There are families like the Tuzons. Norman is a master sergeant with the 1st Marine Division and is currently deployed to Afghanistan. And I just met his wife Eliza, who is here at Pendleton, with their three beautiful children: Kiana, who’s here — she’s nine; and Akina, who’s five; and Akian, who’s the little man with the mohawk, who’s one. (Laughter.)
And last year, Kiana — who was then a 3rd grader at Mary Fay Pendleton School — wrote an essay, which won the national recognition by the Armed Services YMCA. And her essay — (applause) — they’re very proud of her — her essay was displayed in the halls of Congress, where it could be seen by Americans from across the country.
And this is what she wrote. She said — and this is a quote — “We should all have military heroes…[who] do so many things for us that sometimes [are] taken for granted.” Yes, she’s a 4th grader. She said, “My military hero…is my dad.” And she said, “He fights for our country.” But she added, “When he’s deployed to other countries…my military hero is my mom.” She said, “She is a strong Marine mom. She has a very hard duty, just like a Marine. My mom works 24 hours a day and seven days a week. And she is always there when I need her.”

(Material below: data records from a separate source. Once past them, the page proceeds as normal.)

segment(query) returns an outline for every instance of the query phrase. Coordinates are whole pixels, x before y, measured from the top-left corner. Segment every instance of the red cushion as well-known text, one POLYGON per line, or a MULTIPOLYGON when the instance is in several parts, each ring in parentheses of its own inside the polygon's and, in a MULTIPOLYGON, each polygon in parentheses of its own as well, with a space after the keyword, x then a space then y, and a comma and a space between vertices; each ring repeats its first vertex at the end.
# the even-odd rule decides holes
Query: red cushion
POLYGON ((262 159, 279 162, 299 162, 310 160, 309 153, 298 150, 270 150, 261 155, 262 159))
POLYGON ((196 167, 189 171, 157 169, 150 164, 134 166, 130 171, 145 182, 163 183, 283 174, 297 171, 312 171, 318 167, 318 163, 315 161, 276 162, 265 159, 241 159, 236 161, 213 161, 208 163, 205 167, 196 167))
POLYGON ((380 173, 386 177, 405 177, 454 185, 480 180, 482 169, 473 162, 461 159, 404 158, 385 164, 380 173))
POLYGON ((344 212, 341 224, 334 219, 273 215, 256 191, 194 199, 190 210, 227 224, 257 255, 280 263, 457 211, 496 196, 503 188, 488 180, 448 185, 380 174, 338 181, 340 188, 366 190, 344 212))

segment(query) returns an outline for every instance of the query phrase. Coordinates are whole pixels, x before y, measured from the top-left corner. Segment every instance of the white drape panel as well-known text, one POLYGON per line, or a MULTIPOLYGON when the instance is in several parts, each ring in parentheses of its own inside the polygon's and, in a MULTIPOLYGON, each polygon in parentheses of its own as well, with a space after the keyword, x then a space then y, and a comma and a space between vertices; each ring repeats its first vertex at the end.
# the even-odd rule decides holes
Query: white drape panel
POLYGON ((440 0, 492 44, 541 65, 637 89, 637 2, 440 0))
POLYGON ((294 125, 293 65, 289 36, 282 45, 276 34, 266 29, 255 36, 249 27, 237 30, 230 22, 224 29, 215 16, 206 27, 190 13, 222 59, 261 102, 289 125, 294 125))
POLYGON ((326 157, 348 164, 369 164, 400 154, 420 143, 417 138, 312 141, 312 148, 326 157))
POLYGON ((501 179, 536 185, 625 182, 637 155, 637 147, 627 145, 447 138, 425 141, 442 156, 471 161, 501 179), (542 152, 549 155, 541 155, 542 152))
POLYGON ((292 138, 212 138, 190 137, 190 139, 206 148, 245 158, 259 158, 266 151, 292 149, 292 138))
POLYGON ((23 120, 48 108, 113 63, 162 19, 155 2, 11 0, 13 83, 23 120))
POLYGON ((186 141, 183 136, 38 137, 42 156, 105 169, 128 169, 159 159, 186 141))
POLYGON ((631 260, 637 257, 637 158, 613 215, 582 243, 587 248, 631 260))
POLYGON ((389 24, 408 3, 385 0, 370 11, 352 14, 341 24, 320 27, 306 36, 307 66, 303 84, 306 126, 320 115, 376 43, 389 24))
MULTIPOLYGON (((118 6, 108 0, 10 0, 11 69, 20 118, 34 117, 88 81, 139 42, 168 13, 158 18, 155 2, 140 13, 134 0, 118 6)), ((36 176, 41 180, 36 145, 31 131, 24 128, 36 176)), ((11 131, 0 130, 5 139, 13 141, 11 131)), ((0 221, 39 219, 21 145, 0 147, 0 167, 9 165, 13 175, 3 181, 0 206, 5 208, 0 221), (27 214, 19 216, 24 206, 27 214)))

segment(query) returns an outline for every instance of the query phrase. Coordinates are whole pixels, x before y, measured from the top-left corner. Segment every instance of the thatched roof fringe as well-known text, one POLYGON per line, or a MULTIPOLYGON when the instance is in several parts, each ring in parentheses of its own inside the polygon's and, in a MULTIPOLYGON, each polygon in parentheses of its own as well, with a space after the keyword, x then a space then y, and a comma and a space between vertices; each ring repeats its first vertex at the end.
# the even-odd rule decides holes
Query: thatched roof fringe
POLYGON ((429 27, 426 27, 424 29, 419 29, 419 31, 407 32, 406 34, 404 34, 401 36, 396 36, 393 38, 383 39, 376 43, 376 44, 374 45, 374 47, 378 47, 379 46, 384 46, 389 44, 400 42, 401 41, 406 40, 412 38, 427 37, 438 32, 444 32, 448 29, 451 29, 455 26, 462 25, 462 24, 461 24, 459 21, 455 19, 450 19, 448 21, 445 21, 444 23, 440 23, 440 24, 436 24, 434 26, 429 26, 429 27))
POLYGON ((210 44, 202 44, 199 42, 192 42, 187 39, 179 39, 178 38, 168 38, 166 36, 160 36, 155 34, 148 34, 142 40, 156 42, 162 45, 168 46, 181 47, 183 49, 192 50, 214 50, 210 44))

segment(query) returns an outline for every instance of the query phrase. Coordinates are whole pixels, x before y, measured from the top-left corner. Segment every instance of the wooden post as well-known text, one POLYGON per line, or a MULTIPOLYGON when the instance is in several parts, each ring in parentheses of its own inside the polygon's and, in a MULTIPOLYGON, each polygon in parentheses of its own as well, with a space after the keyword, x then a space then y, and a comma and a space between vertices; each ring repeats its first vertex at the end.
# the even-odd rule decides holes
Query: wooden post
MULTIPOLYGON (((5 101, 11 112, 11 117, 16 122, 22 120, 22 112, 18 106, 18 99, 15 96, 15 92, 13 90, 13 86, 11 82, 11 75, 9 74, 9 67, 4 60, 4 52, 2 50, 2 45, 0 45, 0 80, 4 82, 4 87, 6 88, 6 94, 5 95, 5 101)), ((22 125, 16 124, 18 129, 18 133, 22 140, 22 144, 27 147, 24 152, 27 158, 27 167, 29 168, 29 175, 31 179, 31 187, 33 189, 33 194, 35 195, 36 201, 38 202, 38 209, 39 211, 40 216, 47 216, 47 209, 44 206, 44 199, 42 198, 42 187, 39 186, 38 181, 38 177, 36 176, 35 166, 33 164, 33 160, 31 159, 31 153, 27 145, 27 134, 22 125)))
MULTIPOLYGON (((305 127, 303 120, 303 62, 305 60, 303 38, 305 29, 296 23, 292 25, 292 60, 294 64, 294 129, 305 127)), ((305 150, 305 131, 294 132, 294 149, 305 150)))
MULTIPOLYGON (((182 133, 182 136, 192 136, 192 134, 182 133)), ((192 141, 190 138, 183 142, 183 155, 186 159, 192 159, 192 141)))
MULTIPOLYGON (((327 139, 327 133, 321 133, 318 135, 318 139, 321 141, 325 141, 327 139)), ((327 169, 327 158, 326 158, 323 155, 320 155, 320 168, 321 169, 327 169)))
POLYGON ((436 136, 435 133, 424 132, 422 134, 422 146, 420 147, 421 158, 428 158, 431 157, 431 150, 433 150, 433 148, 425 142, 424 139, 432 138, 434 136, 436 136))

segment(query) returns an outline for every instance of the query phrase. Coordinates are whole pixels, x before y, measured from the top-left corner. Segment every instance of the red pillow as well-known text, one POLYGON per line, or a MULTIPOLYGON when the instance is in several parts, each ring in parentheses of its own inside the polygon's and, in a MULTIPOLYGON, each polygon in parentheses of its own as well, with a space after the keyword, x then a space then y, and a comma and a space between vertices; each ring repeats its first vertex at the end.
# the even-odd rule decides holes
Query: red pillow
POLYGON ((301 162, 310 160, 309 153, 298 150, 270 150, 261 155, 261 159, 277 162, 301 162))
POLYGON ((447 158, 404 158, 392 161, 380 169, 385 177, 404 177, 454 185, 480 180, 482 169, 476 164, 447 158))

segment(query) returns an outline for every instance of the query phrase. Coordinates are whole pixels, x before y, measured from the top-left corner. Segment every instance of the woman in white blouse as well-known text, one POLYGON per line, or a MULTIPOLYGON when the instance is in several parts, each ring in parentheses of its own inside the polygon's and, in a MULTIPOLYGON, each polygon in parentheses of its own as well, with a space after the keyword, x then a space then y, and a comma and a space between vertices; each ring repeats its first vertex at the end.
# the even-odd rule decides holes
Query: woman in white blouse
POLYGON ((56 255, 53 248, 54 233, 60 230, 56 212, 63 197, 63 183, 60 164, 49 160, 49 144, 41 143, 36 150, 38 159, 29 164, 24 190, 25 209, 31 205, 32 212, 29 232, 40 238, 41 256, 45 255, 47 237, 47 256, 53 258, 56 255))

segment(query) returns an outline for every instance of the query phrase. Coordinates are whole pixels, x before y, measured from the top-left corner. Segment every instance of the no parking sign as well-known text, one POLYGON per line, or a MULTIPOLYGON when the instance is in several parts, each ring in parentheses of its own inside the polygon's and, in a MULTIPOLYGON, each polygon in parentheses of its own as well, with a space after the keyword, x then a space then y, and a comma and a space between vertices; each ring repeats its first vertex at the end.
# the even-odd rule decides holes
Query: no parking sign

And by the way, her mom says Kiana is quite a kid too. Kiana loves math and music, Disney and Mozart. Her handwriting is excellent, because she wrote me a letter. She writes better than a lot of my staff. (Laughter.) She misses her dad a lot, but she helps her mom around the house and her little sister with her homework.
And in her essay, Kiana had a message for every American. She said — this is another quote — “If you do not have a military hero yet, find a Marine and thank him or her for serving our country.” (Applause.) Now that’s pretty good advice for a 4th grader. It’s a simple message.
Kiana, her mom and brother and sister, as I said, are here today, and I got a chance to meet them. And I’d like to ask them, if they are here, to stand up. I see them over there. You guys? (Applause.) And they’re gorgeous. Kiana, sweetie, thank you for helping to inspire us. Now the whole world knows just how amazing you are.
And that’s really the challenge. That’s what the challenge is all about. It’s about every American remembering that you and your families, you are the heroes among us. It’s about every American doing their part. It’s simple, it’s about making sure that we realize our vision of an America that stands by you at every stage of your lives.
An America where every sailor, soldier, airman, Marine, Coast Guardsman and woman can deploy knowing that their family will be taken care of, so instead of worrying about benefits and bureaucracy, they can focus on their mission — that is, protecting our country.
We’re working towards an America where every spouse has the support he or she needs, including a clear understanding of the programs that are available and how to access them. And this includes the courageous survivors of our fallen heroes, who we must support as they keep alive the legacy of their loved ones and continue to contribute to the life of our country.
We’re working towards an America where every military child is recognized as someone who serves too, in their own way, and where they receive the support that they need to pursue their dreams.
We’re working to be an America where our troops and our veterans and their spouses are recognized for what they are — skilled and talented leaders who have so much to offer our country, not only during their military service, but throughout their lives.
We’re working to be an American where more people not only understand the service and sacrifice that you and your families make, but where more Americans take action to help lighten your load.
That is the future that you all deserve. And working toward that future is going to remain one of my defining missions as First Lady. That is my promise to you.
So I want to thank you for what you do for our country. (Applause.) We are so very proud of you. You all be safe, be strong, hold together, and God bless. And Semper Fi! Thank you all. (Applause.)